Geometrically, the condition number indicates how severely the linear transformation represented by \(A\) distorts the space. A well-conditioned matrix transforms a sphere into a mildly eccentric ellipsoid. An ill-conditioned matrix transforms a sphere into a highly elongated, “cigar-shaped” ellipsoid. For such a matrix, a small change in the vector \(b\) can result in a large displacement of the solution \(x\), as one attempts to pinpoint a location on this extremely stretched object.

This is why the condition number is of such deep importance. It is an intrinsic property of the problem matrix \(A\). Regardless of the stability of our algorithm, if \(\kappa(A)\) is large, we must anticipate the possibility of an inaccurate solution.

The General Perturbation Theorem#

We have now explored the individual concepts of forward error, backward error, and the condition number. The following theorem synthesizes these ideas into a single, powerful bound that is a cornerstone of numerical linear algebra. It provides a worst-case bound on the forward error of a computed solution as a function of the backward error and the problem’s conditioning.

Theorem 12 (Perturbation Bound for Linear Systems)

Let \(x\) be the solution to \(Ax=b\) and \(\tilde{x}\) be the solution to the perturbed system \((A+E)\tilde{x} = b+e\). Assume \(A\) is invertible and that \(\|A^{-1}\|\|E\| < 1\). Then the relative forward error is bounded by:

\[ \frac{\| \tilde{x} - x \|}{\|x\|} \le \frac{\kappa(A)}{1 - \kappa(A) \frac{\|E\|}{\|A\|}} \left( \frac{\|E\|}{\|A\|} + \frac{\|e\|}{\|b\|} \right) \]

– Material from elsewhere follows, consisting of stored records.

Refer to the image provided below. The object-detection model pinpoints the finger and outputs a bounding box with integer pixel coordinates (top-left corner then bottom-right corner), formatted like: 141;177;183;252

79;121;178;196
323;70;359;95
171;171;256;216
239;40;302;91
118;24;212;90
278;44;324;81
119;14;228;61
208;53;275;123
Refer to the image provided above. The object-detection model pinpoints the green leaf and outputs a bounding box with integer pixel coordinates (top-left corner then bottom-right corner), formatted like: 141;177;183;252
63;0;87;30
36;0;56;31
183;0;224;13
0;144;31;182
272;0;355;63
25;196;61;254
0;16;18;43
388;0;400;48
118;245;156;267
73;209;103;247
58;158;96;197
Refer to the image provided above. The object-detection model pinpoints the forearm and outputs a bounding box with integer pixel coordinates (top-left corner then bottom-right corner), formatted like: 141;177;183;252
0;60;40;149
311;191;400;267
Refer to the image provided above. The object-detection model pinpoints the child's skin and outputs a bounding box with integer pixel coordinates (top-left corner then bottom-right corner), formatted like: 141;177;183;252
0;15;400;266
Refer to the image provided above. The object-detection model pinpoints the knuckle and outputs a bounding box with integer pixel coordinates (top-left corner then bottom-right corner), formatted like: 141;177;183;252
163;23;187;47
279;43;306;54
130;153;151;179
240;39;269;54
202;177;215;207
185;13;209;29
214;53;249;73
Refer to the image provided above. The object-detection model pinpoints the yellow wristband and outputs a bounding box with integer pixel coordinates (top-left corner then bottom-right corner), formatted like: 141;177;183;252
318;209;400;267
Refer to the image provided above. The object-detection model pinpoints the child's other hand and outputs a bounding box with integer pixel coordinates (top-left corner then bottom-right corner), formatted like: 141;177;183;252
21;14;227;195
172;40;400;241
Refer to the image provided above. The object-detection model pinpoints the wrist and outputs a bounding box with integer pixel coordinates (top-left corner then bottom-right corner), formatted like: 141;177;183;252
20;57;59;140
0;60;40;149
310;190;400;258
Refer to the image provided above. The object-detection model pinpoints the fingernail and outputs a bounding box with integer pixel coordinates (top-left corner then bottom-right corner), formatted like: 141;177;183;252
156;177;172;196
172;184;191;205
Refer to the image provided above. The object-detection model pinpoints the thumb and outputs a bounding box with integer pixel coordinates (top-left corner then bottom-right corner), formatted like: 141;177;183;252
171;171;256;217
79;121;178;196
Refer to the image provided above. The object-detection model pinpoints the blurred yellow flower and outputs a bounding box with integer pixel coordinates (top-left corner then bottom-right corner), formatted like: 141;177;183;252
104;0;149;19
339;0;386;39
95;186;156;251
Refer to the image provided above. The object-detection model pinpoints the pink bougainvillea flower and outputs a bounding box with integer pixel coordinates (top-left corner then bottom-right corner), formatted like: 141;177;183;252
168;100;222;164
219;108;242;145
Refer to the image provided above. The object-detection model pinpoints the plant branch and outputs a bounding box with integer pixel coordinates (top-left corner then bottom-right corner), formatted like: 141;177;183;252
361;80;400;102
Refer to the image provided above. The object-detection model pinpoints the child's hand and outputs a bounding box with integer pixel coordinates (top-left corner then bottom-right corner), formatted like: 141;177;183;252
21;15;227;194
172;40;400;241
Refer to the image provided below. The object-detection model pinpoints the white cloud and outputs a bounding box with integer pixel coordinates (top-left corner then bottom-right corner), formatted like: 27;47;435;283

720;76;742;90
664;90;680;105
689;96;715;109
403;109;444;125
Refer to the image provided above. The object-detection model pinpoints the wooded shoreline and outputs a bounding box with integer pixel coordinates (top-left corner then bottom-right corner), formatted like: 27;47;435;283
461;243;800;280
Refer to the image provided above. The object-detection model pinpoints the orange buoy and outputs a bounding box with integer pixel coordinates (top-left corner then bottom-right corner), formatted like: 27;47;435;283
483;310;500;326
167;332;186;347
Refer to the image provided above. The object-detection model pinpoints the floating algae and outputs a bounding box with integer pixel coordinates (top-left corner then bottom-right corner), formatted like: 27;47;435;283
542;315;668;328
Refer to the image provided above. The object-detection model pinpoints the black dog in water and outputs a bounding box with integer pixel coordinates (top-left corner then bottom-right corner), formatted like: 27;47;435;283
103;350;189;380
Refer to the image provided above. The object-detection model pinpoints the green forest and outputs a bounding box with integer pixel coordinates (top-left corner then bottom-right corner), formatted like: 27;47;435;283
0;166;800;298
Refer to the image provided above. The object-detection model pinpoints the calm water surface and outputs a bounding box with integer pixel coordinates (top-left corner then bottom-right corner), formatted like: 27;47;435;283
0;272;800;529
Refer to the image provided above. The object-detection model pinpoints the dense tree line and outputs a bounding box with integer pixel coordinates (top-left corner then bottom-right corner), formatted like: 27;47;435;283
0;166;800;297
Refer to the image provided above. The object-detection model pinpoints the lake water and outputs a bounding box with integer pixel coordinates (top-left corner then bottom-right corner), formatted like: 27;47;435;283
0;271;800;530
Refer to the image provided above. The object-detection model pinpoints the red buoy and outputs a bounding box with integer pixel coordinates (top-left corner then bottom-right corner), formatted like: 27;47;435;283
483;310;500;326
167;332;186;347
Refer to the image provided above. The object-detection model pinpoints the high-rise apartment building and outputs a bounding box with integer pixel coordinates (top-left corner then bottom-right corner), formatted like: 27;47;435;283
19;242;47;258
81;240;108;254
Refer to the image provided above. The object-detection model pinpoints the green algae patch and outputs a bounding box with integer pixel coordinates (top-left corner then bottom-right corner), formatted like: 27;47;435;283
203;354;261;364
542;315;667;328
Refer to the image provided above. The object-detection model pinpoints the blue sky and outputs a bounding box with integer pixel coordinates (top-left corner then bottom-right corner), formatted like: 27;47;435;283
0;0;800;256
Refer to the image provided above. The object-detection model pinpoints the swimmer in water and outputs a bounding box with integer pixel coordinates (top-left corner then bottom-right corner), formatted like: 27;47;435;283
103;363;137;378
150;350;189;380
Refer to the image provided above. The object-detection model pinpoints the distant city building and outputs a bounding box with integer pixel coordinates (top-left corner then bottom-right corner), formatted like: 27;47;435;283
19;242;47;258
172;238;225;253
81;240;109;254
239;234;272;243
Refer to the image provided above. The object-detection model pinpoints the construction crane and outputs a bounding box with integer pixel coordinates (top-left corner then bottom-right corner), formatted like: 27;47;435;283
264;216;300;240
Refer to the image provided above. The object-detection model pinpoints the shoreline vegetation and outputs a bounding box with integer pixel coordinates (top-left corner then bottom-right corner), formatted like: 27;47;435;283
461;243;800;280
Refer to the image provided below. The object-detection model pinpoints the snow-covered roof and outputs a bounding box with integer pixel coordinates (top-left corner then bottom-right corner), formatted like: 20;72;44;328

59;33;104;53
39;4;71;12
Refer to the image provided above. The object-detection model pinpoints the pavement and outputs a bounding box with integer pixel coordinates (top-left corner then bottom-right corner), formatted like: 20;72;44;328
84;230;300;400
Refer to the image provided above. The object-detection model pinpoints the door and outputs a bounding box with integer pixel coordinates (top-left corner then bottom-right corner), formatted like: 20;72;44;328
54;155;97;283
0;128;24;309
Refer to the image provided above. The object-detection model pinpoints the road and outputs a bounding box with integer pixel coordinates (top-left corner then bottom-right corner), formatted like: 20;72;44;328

where \(\kappa(A) = \|A\|\|A^{-1}\|\) is the condition number of the matrix \(A\).

Proof. The proof systematically derives an expression for the error \(\delta x = \tilde{x}-x\) and then bounds its norm.

Start with the perturbed system: \((A+E)\tilde{x} = b+e\)
Isolate terms involving the true matrix A: \(A\tilde{x} = b+e - E\tilde{x}\)
Introduce the true solution by substituting \(b = Ax\): \(A\tilde{x} = Ax + e - E\tilde{x}\)
Rearrange to find an expression for the error: \(A(\tilde{x}-x) = e - E\tilde{x}\).

Let \(\delta x = \tilde{x}-x\). We can write \(\tilde{x} = x + \delta x\).

\[A\delta x = e - E(x + \delta x) = e - Ex - E\delta x\]
Solve for the error term \(\delta x\): \((A+E)\delta x = e - Ex.\) Hence,

\[\delta x = (A+E)^{-1} (e - Ex)\]

This requires \((A+E)\) to be invertible. The condition \(\|A^{-1}\|\|E\| < 1\) guarantees this, via the Banach lemma (see note below).
Take norms to bound the error:

\[\|\delta x\| \le \|(A+E)^{-1}\| (\|e\| + \|E\|\|x\|)\]

We can write

\[(A+E)^{-1} = (A(I+A^{-1}E))^{-1} = (I+A^{-1}E)^{-1}A^{-1}.\]

Using the inequality \(\|(I+X)^{-1}\| \le \frac{1}{1-\|X\|}\) for \(\|X\|<1\) (see note below), we get:

\[\|\delta x\| \le \frac{\|A^{-1}\|}{1-\|A^{-1}E\|} (\|e\| + \|E\|\|x\|)\]
Simplify and introduce relative errors: Since \(\|A^{-1}E\| \le \|A^{-1}\|\|E\|\), we can weaken the bound slightly to simplify:

\[\|\delta x\| \le \frac{\|A^{-1}\|}{1 - \|A^{-1}\|\|E\|} (\|e\| + \|E\|\|x\|)\]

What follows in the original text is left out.